Looking back at 2015 there was apprehension about Investment Tax Credit (ITC) downgrading to 10% starting in 2016. Every company in the solar industry whether Installer/EPC, Developer, financial institution and the 150,000 employees were bracing for a minimum 50% reduction in business and potentially as many jobs lost. What they forgot is that on December 17, 2010 President Obama signed into law the cash grant against all odds.

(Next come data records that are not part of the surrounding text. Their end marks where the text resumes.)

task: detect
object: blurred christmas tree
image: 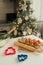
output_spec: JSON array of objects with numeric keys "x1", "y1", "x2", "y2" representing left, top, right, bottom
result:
[{"x1": 13, "y1": 0, "x2": 38, "y2": 37}]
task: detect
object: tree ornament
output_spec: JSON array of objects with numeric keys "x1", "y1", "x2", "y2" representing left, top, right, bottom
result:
[
  {"x1": 23, "y1": 0, "x2": 28, "y2": 3},
  {"x1": 19, "y1": 2, "x2": 21, "y2": 5},
  {"x1": 24, "y1": 16, "x2": 29, "y2": 21},
  {"x1": 17, "y1": 18, "x2": 22, "y2": 24},
  {"x1": 30, "y1": 4, "x2": 33, "y2": 8},
  {"x1": 14, "y1": 30, "x2": 18, "y2": 36},
  {"x1": 31, "y1": 16, "x2": 35, "y2": 19},
  {"x1": 37, "y1": 32, "x2": 41, "y2": 37},
  {"x1": 23, "y1": 31, "x2": 27, "y2": 35},
  {"x1": 27, "y1": 27, "x2": 32, "y2": 35},
  {"x1": 29, "y1": 8, "x2": 33, "y2": 14},
  {"x1": 26, "y1": 0, "x2": 32, "y2": 5},
  {"x1": 19, "y1": 4, "x2": 27, "y2": 11},
  {"x1": 18, "y1": 11, "x2": 20, "y2": 14}
]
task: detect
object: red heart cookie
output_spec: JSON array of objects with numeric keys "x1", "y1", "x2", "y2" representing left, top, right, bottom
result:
[{"x1": 4, "y1": 47, "x2": 16, "y2": 56}]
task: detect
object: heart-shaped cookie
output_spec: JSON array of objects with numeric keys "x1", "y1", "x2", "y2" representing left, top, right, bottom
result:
[
  {"x1": 4, "y1": 47, "x2": 16, "y2": 56},
  {"x1": 18, "y1": 54, "x2": 28, "y2": 62}
]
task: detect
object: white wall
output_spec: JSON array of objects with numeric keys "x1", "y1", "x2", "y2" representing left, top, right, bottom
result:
[
  {"x1": 33, "y1": 0, "x2": 41, "y2": 21},
  {"x1": 40, "y1": 0, "x2": 43, "y2": 21},
  {"x1": 33, "y1": 0, "x2": 43, "y2": 21}
]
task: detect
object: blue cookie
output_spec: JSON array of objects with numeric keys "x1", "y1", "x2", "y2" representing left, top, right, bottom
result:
[{"x1": 17, "y1": 54, "x2": 28, "y2": 62}]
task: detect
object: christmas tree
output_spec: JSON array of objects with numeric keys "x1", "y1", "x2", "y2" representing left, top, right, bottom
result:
[{"x1": 13, "y1": 0, "x2": 38, "y2": 37}]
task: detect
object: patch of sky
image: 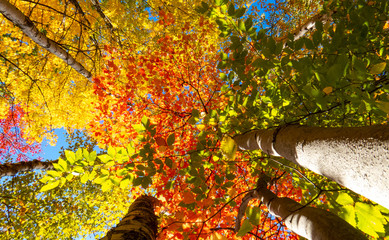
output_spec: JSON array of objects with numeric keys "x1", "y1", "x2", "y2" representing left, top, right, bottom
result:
[{"x1": 38, "y1": 128, "x2": 69, "y2": 160}]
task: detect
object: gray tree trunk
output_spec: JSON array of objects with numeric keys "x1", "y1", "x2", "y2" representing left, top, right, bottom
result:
[
  {"x1": 233, "y1": 125, "x2": 389, "y2": 209},
  {"x1": 0, "y1": 159, "x2": 57, "y2": 177},
  {"x1": 241, "y1": 177, "x2": 367, "y2": 240},
  {"x1": 0, "y1": 0, "x2": 92, "y2": 80},
  {"x1": 100, "y1": 195, "x2": 158, "y2": 240}
]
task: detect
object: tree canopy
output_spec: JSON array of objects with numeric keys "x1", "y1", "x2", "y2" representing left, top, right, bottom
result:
[{"x1": 0, "y1": 0, "x2": 388, "y2": 239}]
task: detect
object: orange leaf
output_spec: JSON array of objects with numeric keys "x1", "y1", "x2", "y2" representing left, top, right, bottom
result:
[
  {"x1": 182, "y1": 191, "x2": 196, "y2": 204},
  {"x1": 155, "y1": 137, "x2": 167, "y2": 146}
]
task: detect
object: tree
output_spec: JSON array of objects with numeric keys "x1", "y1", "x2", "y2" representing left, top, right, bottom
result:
[
  {"x1": 233, "y1": 124, "x2": 389, "y2": 209},
  {"x1": 236, "y1": 175, "x2": 367, "y2": 240},
  {"x1": 0, "y1": 0, "x2": 152, "y2": 145},
  {"x1": 0, "y1": 0, "x2": 92, "y2": 79},
  {"x1": 0, "y1": 170, "x2": 136, "y2": 239},
  {"x1": 209, "y1": 0, "x2": 389, "y2": 237},
  {"x1": 0, "y1": 159, "x2": 56, "y2": 177},
  {"x1": 2, "y1": 0, "x2": 389, "y2": 239},
  {"x1": 101, "y1": 195, "x2": 158, "y2": 240}
]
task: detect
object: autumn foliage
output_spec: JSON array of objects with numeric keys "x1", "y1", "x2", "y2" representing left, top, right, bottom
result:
[
  {"x1": 1, "y1": 0, "x2": 389, "y2": 239},
  {"x1": 0, "y1": 105, "x2": 41, "y2": 162},
  {"x1": 87, "y1": 8, "x2": 305, "y2": 239}
]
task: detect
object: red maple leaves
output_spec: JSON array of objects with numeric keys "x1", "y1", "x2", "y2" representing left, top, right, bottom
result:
[{"x1": 0, "y1": 105, "x2": 41, "y2": 162}]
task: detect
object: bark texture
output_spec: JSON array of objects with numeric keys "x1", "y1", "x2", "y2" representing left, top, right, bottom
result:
[
  {"x1": 0, "y1": 0, "x2": 92, "y2": 80},
  {"x1": 234, "y1": 125, "x2": 389, "y2": 209},
  {"x1": 0, "y1": 159, "x2": 56, "y2": 177},
  {"x1": 100, "y1": 195, "x2": 158, "y2": 240},
  {"x1": 236, "y1": 176, "x2": 367, "y2": 240}
]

Although it seemed as though the ITC was going to disappear as well, the shrewdness of adding it to the finance bill allowed for the extension without a fight between the Republicans and Democrats. Finally, the two sides did something for the long term reduction in cost and security of energy via solar and wind. The ITC has helped annual solar installation grow by over sixteen hundred (1,600) percent since the ITC was implemented in 2006 – this is a compound annual growth rate of 76 percent. The existence of the ITC through 2016 provided market certainty for companies to develop long-term investments that drove competition and technological innovation, which in turn, lowered costs for consumers.

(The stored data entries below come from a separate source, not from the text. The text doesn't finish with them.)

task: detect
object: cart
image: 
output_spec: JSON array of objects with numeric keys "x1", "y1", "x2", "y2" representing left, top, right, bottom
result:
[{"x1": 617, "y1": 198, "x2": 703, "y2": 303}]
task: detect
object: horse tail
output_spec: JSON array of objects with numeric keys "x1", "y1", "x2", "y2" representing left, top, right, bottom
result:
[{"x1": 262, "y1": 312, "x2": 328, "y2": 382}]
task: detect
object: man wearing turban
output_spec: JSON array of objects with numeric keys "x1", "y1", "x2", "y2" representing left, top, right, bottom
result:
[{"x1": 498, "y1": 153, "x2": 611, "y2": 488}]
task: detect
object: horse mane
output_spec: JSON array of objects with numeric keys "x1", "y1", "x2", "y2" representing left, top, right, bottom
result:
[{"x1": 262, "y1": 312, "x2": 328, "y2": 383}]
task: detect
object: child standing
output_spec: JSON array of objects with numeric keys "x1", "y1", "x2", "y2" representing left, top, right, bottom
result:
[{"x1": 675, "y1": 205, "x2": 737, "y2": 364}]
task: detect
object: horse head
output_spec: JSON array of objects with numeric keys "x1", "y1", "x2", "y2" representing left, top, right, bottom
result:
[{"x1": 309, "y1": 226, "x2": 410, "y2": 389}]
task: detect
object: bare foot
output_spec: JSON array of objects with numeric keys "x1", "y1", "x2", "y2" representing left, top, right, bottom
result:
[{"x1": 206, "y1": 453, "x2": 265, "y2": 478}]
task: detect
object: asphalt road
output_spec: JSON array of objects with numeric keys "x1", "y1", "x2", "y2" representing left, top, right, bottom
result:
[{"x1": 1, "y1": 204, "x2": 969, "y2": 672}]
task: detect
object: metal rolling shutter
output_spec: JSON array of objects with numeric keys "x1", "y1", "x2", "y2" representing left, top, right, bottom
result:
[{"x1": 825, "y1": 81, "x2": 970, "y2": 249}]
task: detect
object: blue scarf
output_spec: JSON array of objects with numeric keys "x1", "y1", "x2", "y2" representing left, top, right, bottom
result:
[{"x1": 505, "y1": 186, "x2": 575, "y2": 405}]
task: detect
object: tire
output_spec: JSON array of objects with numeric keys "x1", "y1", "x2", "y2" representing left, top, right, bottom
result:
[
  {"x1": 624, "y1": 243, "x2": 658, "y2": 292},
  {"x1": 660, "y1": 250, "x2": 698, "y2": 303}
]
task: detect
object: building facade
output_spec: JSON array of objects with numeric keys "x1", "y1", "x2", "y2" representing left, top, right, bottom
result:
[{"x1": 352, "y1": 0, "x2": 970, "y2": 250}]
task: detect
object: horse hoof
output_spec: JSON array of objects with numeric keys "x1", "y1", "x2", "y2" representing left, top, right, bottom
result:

Five-year extension of ITC
With the success in securing a five-year extension of the ITC, by 2022 a minimum of 100 GW of solar power will be generated in the United States, this equals approximately 150 Terawatt-hours (TWh) of electricity each year. This means the solar industry will generate enough electricity to power over 20 million homes. Solar will account for 3.5% of U.S. electricity generation – up from just 0.1% in 2010. Every year, solar power will offset 100 million metric tons of carbon dioxide (CO2) emissions, equivalent to shutting 26 coal-fired power plants or taking 20 million cars off the roads.

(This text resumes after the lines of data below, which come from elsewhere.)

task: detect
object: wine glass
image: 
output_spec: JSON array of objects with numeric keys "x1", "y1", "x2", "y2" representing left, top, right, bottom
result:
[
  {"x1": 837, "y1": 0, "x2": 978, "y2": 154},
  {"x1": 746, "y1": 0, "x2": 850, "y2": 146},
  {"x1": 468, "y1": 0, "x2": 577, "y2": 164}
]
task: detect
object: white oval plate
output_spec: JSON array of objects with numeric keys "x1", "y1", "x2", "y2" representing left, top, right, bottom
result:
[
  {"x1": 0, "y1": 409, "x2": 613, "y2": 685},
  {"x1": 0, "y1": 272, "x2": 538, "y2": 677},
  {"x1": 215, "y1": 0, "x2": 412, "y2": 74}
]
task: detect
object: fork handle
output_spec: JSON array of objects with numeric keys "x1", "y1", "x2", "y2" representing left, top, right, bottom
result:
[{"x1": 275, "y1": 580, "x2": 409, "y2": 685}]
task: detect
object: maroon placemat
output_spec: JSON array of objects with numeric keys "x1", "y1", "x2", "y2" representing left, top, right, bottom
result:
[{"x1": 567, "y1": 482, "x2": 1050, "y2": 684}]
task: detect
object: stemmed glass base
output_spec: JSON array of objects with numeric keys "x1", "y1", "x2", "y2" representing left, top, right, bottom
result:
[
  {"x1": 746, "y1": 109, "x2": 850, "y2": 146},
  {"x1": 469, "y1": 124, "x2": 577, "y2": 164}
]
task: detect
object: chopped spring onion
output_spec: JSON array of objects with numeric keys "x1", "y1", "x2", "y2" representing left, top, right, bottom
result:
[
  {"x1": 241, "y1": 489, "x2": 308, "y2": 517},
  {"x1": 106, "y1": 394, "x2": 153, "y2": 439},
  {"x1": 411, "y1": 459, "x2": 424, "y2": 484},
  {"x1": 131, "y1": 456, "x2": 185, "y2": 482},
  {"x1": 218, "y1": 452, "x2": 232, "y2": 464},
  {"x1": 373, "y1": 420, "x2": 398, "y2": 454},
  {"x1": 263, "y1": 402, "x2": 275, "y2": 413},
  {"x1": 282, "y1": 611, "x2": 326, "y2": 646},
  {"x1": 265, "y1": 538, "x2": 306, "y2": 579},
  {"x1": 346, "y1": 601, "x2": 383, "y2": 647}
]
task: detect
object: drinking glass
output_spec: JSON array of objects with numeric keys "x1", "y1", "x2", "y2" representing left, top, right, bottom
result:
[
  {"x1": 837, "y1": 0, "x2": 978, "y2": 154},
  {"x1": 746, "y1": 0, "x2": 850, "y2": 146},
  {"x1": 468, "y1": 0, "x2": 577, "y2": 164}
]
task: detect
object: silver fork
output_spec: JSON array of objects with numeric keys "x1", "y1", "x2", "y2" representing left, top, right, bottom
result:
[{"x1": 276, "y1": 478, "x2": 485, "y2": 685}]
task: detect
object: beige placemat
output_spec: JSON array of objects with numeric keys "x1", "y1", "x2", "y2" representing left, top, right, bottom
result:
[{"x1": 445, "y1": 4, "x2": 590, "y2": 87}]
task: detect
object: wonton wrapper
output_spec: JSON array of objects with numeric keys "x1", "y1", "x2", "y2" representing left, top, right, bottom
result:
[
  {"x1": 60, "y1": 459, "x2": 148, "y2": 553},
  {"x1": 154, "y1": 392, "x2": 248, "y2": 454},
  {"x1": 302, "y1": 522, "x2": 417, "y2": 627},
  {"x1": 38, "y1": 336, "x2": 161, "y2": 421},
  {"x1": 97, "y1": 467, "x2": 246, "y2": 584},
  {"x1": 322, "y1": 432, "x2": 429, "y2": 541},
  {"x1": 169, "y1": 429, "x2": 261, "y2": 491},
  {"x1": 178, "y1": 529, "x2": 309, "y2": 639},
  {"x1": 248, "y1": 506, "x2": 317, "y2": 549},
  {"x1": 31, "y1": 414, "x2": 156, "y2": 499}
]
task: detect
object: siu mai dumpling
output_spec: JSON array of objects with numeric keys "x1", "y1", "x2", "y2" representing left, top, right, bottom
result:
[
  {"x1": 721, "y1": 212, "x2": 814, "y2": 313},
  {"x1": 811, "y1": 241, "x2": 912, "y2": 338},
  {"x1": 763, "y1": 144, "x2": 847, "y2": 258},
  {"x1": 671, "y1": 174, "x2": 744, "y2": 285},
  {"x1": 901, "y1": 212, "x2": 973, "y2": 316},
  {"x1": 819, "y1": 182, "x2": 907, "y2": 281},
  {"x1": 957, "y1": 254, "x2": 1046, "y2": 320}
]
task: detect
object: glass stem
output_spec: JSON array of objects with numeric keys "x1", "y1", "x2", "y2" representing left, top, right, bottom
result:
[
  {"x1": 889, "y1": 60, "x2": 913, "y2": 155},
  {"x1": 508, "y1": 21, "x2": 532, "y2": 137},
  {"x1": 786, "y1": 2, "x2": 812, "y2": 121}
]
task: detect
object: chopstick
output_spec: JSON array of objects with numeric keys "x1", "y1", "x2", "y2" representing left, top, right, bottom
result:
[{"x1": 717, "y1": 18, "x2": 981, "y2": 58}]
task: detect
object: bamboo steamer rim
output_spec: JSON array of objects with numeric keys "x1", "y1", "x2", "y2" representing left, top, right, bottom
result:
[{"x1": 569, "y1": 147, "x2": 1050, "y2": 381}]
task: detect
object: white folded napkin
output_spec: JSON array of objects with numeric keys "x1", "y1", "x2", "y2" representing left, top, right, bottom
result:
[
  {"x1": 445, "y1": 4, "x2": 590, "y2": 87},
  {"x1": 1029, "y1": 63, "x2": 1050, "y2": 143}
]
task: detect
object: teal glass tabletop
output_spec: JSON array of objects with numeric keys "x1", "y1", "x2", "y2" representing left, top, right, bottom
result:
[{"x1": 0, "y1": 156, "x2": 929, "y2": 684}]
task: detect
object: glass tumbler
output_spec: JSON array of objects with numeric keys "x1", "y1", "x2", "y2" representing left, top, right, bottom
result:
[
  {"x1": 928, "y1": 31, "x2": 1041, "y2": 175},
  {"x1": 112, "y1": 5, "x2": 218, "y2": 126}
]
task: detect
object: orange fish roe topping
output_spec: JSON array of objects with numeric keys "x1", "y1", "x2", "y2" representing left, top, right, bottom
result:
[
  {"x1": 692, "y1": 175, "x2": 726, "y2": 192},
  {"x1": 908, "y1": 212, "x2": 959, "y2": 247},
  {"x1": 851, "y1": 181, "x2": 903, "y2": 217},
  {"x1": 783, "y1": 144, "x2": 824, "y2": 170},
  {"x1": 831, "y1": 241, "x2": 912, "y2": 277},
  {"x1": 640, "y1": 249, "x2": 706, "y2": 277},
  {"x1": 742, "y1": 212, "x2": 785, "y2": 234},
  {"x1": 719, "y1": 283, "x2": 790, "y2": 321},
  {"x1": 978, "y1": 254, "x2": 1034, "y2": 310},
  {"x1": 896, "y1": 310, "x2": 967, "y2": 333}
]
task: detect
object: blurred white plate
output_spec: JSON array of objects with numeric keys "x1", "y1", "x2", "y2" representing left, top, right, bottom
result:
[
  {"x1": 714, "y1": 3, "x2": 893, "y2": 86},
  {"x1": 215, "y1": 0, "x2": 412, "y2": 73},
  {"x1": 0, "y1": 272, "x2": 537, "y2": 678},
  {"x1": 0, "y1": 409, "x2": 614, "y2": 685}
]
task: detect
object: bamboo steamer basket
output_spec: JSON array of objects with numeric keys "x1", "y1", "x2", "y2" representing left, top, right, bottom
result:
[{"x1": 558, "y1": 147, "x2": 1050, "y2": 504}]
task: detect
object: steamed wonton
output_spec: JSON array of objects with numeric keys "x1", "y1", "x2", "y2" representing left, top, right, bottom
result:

The future of solar is expected to keep growing at a minimum of 27% per year after the end of the ITC in 2022. The reason for the continued growth will be because by 2022 the price for solar and the increase in electric rates will make solar a better investment.
Renewables become the norm for electricity
How much of our electricity can come from renewables? Although it may seem like renewables will always be a small part of electricity, this is a fallacy. As more and more utility, commercial, and residential projects get completed the understanding and interest in renewables increases. It is similar to our fire hydrants, when we first starting using them few were available but because of the value they brought to communities in ensuring rapid dousing of fires with an unending supply of water they became a norm. In the same respect solar and wind will ensure we have an unending supply of low cost energy. Energy price from our utilities will continue to rise at their 6 ½% rate over time. For home owners and business, they can put an end to this continues increase of energy cost.
If you project a 27% increase per year for solar it would take a long time before we reach 40% of our energy coming from solar and 40% from other renewables. Yet my prediction is that by 2050 the United States electricity will be 80% renewables. Of course we do not know about any new technologies which may be added to this mix. For end users, utilities and the planet renewables give back, where fossil fuels take away from our planet.